AS Minta Klarifikasi soal Papua
JAKARTA - Duta Besar Amerika Serikat untuk Indonesia Scot Marciel meminta klarifikasi soal rekaman penyiksaan warga Papua oleh oknum militer yang beredar di YouTube beberapa waktu lalu.
”Kita jelaskan, keputusan diambil oleh hakim Mahkamah Militer yang kita sama sekali tidak intervensi,” kata Menteri Pertahanan Purnomo Yusgiantoro di Jakarta, Rabu (24/11). Purnomo didampingi Panglima TNI Laksamana Agus Suhartono saat memberikan penjelasan tersebut. Berdasarkan catatan Kompas, empat prajurit yang terlibat dihukum lima-tujuh bulan.
”Memang ada pendapat bahwa hukuman itu ringan,” kata Purnomo. Menurut Purnomo, yang menjadi pertimbangan putusan hakim Mahkamah Militer adalah, pertama, tindakan itu bukan perintah komandan sehingga tidak bersifat sistemik. Kedua, hal ini dipandang sebagai tindakan indisipliner. Ketiga, tidak ada saksi yang melapor.
”Tidak termasuk pelanggaran HAM (hak asasi manusia),” kata Purnomo.
Purnomo juga mengatakan, dari hasil penyelidikan Markas Besar TNI yang meminta pendapat pengamat telematika Roy Suryo, di dalam rekaman yang beredar itu sebenarnya ada dua video.
Video yang berisi penyiksaan kemaluan seorang pria Papua bukan bagian dari potongan video sebelumnya. ”Bagian itu tidak jelas, diambil di mana, siapa pelakunya karena seragamnya tidak jelas,” katanya.
Menurut Purnomo, pihaknya minta agar AS membeberkan data yang mereka miliki untuk menjadi bahan investigasi.

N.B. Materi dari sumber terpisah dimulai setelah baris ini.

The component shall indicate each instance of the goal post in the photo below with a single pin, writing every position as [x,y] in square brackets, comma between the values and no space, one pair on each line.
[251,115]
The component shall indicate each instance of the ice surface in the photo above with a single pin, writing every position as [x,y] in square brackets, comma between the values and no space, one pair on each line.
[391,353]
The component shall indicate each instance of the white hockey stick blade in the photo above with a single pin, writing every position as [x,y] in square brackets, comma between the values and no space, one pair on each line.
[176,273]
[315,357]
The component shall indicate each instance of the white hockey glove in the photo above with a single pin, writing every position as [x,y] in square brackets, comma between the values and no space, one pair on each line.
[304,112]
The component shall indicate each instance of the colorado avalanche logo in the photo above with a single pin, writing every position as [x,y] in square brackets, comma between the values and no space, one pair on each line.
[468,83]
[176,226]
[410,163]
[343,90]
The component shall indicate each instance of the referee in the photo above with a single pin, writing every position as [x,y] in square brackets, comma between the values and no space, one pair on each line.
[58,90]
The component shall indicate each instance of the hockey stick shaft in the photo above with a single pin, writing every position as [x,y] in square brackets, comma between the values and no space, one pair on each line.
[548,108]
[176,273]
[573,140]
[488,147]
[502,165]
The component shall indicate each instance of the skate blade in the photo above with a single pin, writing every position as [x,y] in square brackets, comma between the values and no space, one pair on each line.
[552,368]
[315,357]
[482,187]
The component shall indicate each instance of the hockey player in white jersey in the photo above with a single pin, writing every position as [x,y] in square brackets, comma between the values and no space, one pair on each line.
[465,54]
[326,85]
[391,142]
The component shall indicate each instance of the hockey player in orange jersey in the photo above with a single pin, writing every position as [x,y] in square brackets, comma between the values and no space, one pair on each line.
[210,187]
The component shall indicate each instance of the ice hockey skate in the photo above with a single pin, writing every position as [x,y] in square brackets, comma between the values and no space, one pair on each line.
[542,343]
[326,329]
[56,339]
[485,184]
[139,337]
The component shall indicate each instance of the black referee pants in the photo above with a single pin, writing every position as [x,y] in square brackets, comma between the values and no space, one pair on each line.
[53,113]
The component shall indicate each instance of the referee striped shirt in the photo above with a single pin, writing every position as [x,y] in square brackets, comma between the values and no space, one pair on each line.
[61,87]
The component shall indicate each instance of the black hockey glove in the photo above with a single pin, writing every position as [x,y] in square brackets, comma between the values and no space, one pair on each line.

Purnomo juga menyampaikan apresiasi akan keterbukaan Dubes AS yang minta klarifikasi.
AS Hibah F-16 Block 25
Dalam kesempatan itu juga dibahas rencana hibah 24 pesawat F-16. Dimana Indonesia yang berminat membeli enam pesawat F-16 baru (block 52) ditawarkan barter biaya retrofit (perbaikan) 24 pesawat F-16 lama. Pilihan ini kemungkinan akan diambil karena Indonesia membutuhkan pesawat tempur dalam rangka pemenuhan Minimum Esential Force (MEF) sebelum selesainya proyek pesawat tempur KFX kerjasama Indonesia-Korea Selatan pada tahun 2020 nanti.
Purnomo menjelaskan, permintaan Dubes AS ini tidak dalam konteks Excess Defence Articles (EDA). EDA adalah program AS untuk memberikan kelebihan peralatan militer yang tidak terpakai lagi untuk negara asing. Saat ini tim dari AS telah datang untuk membicarakan hal-hal teknis berkaitan dengan hibah dua skuadron F-16.
Menindak lanjuti hibah ini, Indonesia masih mempelajari dan memeriksa struktur pesawat F-16 yang akan dihibahkan tersebut. Setelah dilakukan peninjauan ke AS pesawat hibah itu merupakan F-16C/D blok 25, setingkat lebih maju dibandingkan varian yang telah dimiliki TNI AU, F-16A/B block 15 OCU.
Block 25 mempunyai kemampuan membawa rudal udara AMRAAM dan serang permukaan, radar menggunakan buatan Northrop Grumman dari jenis AN/APG-68, dengan jangkauan lebih jauh dan resolusi lebih baik dibanding varian A/B.